Member of the Legislative Council of Western Australia
- In office 16 July 1894 – 4 June 1906
- Preceded by: None (new seat)
- Succeeded by: Francis Connor
- Constituency: North Province

Personal details
- Born: 19 April 1857 Perth, Western Australia, Australia
- Died: 10 September 1942 (aged 85) Quairading, Western Australia, Australia

= Frank Mends Stone =

Australian lawyer and politician

Frank Mends Stone (19 April 1857 – 10 September 1942) was an Australian lawyer and politician who was a member of the Legislative Council of Western Australia from 1894 to 1906, representing North Province.

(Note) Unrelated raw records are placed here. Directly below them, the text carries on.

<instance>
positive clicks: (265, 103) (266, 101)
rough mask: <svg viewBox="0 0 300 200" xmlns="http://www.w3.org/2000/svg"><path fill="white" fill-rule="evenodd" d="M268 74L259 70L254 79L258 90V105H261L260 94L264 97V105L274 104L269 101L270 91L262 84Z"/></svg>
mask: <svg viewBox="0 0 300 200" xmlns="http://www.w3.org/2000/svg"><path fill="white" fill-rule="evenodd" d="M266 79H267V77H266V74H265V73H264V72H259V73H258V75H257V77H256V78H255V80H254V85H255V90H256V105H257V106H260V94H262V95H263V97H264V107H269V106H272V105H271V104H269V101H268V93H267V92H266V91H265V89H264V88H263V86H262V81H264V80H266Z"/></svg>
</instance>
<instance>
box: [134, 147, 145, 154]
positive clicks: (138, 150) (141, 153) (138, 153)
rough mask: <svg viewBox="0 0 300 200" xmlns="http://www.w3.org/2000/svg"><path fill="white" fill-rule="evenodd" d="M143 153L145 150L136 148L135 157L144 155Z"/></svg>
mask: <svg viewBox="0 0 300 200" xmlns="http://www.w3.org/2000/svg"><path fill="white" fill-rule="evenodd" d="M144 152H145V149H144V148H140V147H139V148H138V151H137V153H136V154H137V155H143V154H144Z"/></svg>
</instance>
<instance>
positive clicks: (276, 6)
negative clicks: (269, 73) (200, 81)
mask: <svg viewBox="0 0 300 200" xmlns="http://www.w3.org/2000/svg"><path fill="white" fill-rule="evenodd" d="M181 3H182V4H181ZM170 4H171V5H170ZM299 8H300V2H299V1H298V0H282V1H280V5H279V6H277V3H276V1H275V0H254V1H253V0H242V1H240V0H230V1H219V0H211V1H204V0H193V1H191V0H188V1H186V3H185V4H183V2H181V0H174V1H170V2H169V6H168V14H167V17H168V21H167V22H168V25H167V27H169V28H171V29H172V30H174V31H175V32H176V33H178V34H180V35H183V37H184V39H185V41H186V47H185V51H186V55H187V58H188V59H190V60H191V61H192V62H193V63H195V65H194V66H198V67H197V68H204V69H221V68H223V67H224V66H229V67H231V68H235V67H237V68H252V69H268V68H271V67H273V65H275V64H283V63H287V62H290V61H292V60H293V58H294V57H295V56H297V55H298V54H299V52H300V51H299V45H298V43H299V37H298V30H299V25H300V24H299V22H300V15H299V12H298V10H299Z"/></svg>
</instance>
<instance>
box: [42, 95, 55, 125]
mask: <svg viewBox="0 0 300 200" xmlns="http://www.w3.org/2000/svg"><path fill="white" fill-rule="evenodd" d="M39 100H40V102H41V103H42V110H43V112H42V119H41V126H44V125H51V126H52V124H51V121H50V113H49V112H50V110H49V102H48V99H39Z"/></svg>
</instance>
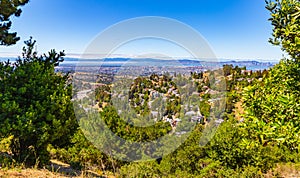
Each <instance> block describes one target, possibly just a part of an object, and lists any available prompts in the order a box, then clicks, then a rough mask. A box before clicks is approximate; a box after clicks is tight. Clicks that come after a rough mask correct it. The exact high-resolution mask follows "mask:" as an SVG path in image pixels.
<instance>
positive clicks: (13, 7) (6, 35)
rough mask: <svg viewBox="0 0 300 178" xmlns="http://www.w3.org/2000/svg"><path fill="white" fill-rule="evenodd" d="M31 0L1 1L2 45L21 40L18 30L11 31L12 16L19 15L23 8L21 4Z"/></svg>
mask: <svg viewBox="0 0 300 178" xmlns="http://www.w3.org/2000/svg"><path fill="white" fill-rule="evenodd" d="M28 2H29V0H13V1H12V0H1V1H0V45H6V46H9V45H13V44H16V42H17V41H19V40H20V37H17V33H16V32H9V30H10V28H11V25H12V22H11V20H10V18H11V17H12V16H16V17H19V16H20V15H21V12H22V10H21V9H20V6H24V5H25V4H27V3H28Z"/></svg>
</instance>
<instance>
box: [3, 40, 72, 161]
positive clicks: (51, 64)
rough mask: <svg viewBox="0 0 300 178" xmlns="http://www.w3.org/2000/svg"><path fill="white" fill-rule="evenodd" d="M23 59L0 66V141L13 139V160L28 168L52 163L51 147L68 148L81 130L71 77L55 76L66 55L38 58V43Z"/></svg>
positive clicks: (12, 150) (59, 55)
mask: <svg viewBox="0 0 300 178" xmlns="http://www.w3.org/2000/svg"><path fill="white" fill-rule="evenodd" d="M25 43H26V45H27V48H25V47H24V49H23V50H24V52H23V57H22V58H19V59H18V60H17V61H16V62H15V63H10V62H9V61H8V62H2V63H0V81H1V83H0V91H1V92H0V103H1V105H0V128H1V129H0V137H2V138H5V137H7V136H9V135H12V136H13V139H12V143H11V145H10V147H11V151H12V153H13V158H14V159H15V160H16V161H17V162H20V163H25V164H26V165H28V166H31V165H33V164H38V163H40V164H43V163H46V162H47V161H48V160H49V153H48V152H47V146H48V144H50V143H51V144H52V145H53V146H64V145H66V144H68V143H69V140H70V136H71V135H72V134H73V132H74V131H75V130H76V128H77V122H76V118H75V115H74V110H73V107H72V103H71V92H72V85H71V83H70V82H69V83H67V81H68V79H69V75H63V74H60V73H55V69H54V67H55V66H57V65H59V63H60V62H61V61H63V58H62V57H63V56H64V54H63V52H60V53H59V54H58V53H56V52H55V51H54V50H52V51H50V52H49V53H48V55H46V54H45V55H43V56H38V55H37V54H36V52H33V48H34V44H35V41H32V40H31V39H30V40H28V41H26V42H25Z"/></svg>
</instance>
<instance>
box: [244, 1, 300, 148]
mask: <svg viewBox="0 0 300 178" xmlns="http://www.w3.org/2000/svg"><path fill="white" fill-rule="evenodd" d="M266 8H267V9H268V10H270V12H271V16H272V18H270V20H271V22H272V25H273V26H274V30H273V31H274V33H273V36H274V39H272V40H270V42H272V43H273V44H276V45H281V46H282V49H283V51H285V52H287V53H288V54H289V56H290V59H283V60H282V61H281V62H280V63H279V64H277V65H276V66H275V67H274V68H272V69H271V70H270V72H269V74H268V75H267V76H265V77H264V79H263V81H261V82H259V81H258V82H256V83H255V84H254V85H252V86H249V87H247V88H245V90H244V92H245V93H244V95H243V101H244V106H245V123H244V126H245V128H247V129H248V130H249V132H250V133H252V134H250V137H251V138H252V139H254V140H259V144H262V145H265V146H266V145H280V146H285V147H288V148H289V149H290V150H300V147H299V144H300V139H299V137H298V135H299V134H300V129H299V128H300V123H299V113H300V106H299V103H300V82H299V81H300V72H299V68H300V66H299V65H300V63H299V49H300V41H299V31H300V29H299V27H300V21H299V17H300V2H299V1H297V0H281V1H278V0H276V1H275V2H274V1H270V2H267V6H266Z"/></svg>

Stone was born in Perth to Charlotte Maria (née Whitfield) and George Frederick Stone. His father was Attorney-General of Western Australia on two occasions, while an older brother, Sir Edward Albert Stone, was the fourth Chief Justice of Western Australia. Like his relatives, Stone entered the legal profession. He was an associate to Sir Archibald Burt (the chief justice) from 1876 to 1878, and was called to the bar in 1882. Stone entered parliament at the 1894 Legislative Council elections, when he was elected to a six-year term in North Province. He was re-elected in 1900, and retired at the end of that term, in June 1906. Stone eventually retired to the country, dying in Quairading in September 1942, aged 85.

==Personal life==
He had married Anne Elizabeth Lapsley in 1880, with whom he had three children. He later had another four children with a de facto wife, Dorothy Eileen Meagher.